Nach Tipp aus der Bevölkerung: Stadt deckt in Bottrop illegale Prostitution auf

Mitarbeiter der Gewerbeaufsicht haben am Dienstag, 4. August, eine Wohnung im Bottroper Stadtgebiet kontrolliert, die nach Angaben der Stadtverwaltung für Prostitution genutzt worden sein soll. Vorausgegangen waren Hinweise aus der Bevölkerung.

In der Wohnung stellten die Behörden laut Stadt eine nicht genehmigte Prostitutionsstätte fest. Die Räume wurden anschließend geschlossen und versiegelt.

Zwei Frauen flüchten während der Kontrolle

Als die Mitarbeiter der Gewerbeaufsicht an der Wohnung eintrafen, sollen zwei dort anwesende Frauen die Tür verschlossen und den Zutritt verweigert haben. Daraufhin wurden die Polizei, die Ausländerbehörde und ein Schlüsseldienst hinzugezogen.

Während die Wohnungstür geöffnet werden sollte, sprangen beide Frauen nach Angaben der Stadt aus einem Fenster und flüchteten zu Fuß. Nach einer kurzen Verfolgung wurden sie gestellt.

Eine der Frauen verletzte sich bei dem Sprung. Sie wurde zunächst vom Rettungsdienst versorgt und anschließend in einem Krankenhaus behandelt. Die zweite Frau blieb laut Stadt unverletzt.

Offener Haftbefehl gegen eine der Frauen

Bei der polizeilichen Überprüfung stellte sich nach Angaben der Stadt heraus, dass gegen die verletzte Frau ein Haftbefehl vorlag. Nach Abschluss der medizinischen Behandlung wurde sie festgenommen.

Die Ausländerbehörde prüft zudem den aufenthaltsrechtlichen Status der Betroffenen. Zu deren Herkunft macht die Mitteilung lediglich vorläufige Angaben.

Wohnung geschlossen und Verfahren eingeleitet

Die Gewerbeaufsicht schloss und versiegelte die Wohnung. Gegen die beiden Frauen und den mutmaßlichen Betreiber sollen Ordnungswidrigkeitenverfahren eingeleitet werden.
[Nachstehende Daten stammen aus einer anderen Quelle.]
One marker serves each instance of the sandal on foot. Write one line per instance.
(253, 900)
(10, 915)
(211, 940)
Noch während der Kontrolle erschien laut Stadt ein Mann an der Wohnung. Er erklärte demnach zunächst, einen Massagetermin zu haben. Später gab er an, sexuelle Dienstleistungen in Anspruch nehmen zu wollen.

Nach seiner Aussage war er während des Einsatzes von einer der Frauen per Nachricht darüber informiert worden, dass sich Behörden in der Wohnung befänden.

Prostitution ist gesetzlich geregelt

Prostitution ist in Deutschland grundsätzlich erlaubt, unterliegt aber gesetzlichen Vorgaben. Personen, die der Prostitution nachgehen, müssen ihre Tätigkeit bei der zuständigen Behörde anmelden. Für den Betrieb eines Prostitutionsgewerbes ist eine behördliche Erlaubnis erforderlich.

Verstöße können mit Bußgeldern geahndet werden. Nach Angaben der Stadt drohen Prostituierten bis zu 1.000 Euro und Betreibern einer unerlaubten Prostitutionsstätte bis zu 10.000 Euro Bußgeld.

Ob über die festgestellten Verstöße hinaus weitere Straftaten vorliegen, ist derzeit nicht bekannt. Die Prüfungen und Ermittlungen dauern an.